Alkollü içkilerin reklamını, kullanımını ve satışını
kısıtlayan yasa dün gece Meclis’te kabul edildi.
Geçen gün de, 1993’ten önce projelendirilen ve ihale
aşamasına gelen devlet yatırımlarında (Üçüncü köprü, nükleer
santraller, barajlar dahil olmak üzere) ÇED, yani
Çevresel Etki Değerlendirmesi raporu şartı
kaldırıldı.
Bu haftanın gündemleri arasından seçtiklerim
bunlar.
İki olayda da Türkiye gerçekliğinin karakteristiğine
ilişkin yansımaları görmek mümkün.
Nedir bu karakteristik:
“Tutarsızlık”.
* * *
Alkol yasasından başlayalım.
Sigaradan sonra, alkolün de kısıtlandırılması
“sağlık” gerekçesiyle savunuluyor.
Destekleyici mahiyette verilen örnekler, Kuzey Avrupa
ülkeleri gibi alkolün aşırı kullanımından kaynaklı sosyal
sorunların yaşandığı yerlerden.
Keşke son alkol kısıtlamasında olduğu gibi,
demokrasi, sosyal devlet, insan hakları gibi alanlarda da Kuzey
Avrupa ülkelerini bu şekilde örnek alsak ve uygulasak,
işin bu kısmı zaten ayrı fasıl…
Söylemek gerekir ki, Türkiye’de alkol kullanımı ve bu
kullanımdan kaynaklı sorunlar, istatistiksel anlamda bu ülkelerdeki
kadar yoğun değil.
O yüzden böyle bir yasa çıkarmanın ardında salt
sağlık nedenlerinin olmadığı, hükümet üyelerinin ve Başbakanın
İslami dünya görüşünden kaynaklı bir girişim olduğu iddia
edilebilir.
Fakat belki ileride bu ülkelerdeki alkolizm
yüzdelerine ulaşmamak için “pre-emptive strike”
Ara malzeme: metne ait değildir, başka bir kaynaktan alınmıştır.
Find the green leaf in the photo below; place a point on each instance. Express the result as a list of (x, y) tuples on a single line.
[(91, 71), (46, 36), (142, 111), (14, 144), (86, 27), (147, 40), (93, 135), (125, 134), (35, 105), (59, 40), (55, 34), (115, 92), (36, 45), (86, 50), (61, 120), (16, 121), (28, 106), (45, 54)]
-önleyici savaş doktrini- tarzı bir önlem olarak bu yasanın
çıkarıldığı söylenebilir.
Ya da istatistiklerin genelleştirmeci illüzyonuna
aldırmadan, bir tek kişi bile aşırı kullanımdan ötürü zarar
görüyorsa –içen kişi değil, içen kişinin yol açtığı olaylar
yüzünden- tedbir almak yerindedir de denilebilir.
İçtiği alkol yüzünden sarhoş olan bir adamın
tecavüzüne uğrayan bir kadına, ya da sarhoş bir sürücünün
arabasının altında can veren bir çocuğun ailesine istediğiniz kadar
Türkiye’de alkol kullanımından kaynaklı işlenen suçların
düşüklüğüne dair istatistikleri gösterin, hiçbir şey fark
etmeyecektir hayatları darbe alan bu insanlar nezdinde.
* * *
Yine de, sağlığa bu kadar önem veriliyorsa,
tutarsızlık olmaması adına atılması gereken başka adımlar da yok
mu?
Örneğin kolalı içecekler ve abur cuburlar. Bu
ürünlerin reklamında ve kullanımında da benzer yasal tedbirler
alınmalı değil mi?
Süpermarketlerin rafları, obezite
istatistiklerini artıracak özellikte nice “kitle imha silahları”
ile dolu.
Çocukların erişimine de açık olan ve satın
alınmasında yaş sınırı bulunmayan bu ürünler, ülkemizin geleceği
adına büyük bir risk taşımıyor mu?
Ya da GDO’lu ürünler. Alkolün sağlığa verdiği
zarar bir gerçek ise, GDO’lu yani genetiği değiştirilmiş tarım
ürünlerinin zararları da gerçek değil mi? Sadece bir nesli
değil, birkaç nesli birden etkileyecek derecede bir “Gıda
Çernobil’i” üstelik…
Hükümetimiz sağlığımıza çok önem veriyor, peki neden
güneş ve rüzgâr gibi temiz enerjilere değil de nükleer santrallere
yöneliyor?
Nükleer santraller sağlığa zararlı değil
mi?
Üstelik geçtiğimiz gün bir gece yarısı operasyonuyla
ÇED (çevresel etki değerlendirmesi) muafiyeti de getirildi böylesi
devlet yatırımlarına.
Yani, çevreye, dolayısıyla sağlığımıza birinci
derecede zararlı kalkınma projelerinin önünde bir engel kalmamış
oldu.
O yüzden, alkol kısıtlamasının gerekçesini “sağlık”
olarak sunmayı bir tutarsızlık olarak görüyorum.
Fakat ne var ki, tutarsızlık bu ülkenin müzmin bir
karakteristiği…
Efkarlandım bunları düşününce, saat kaç acaba?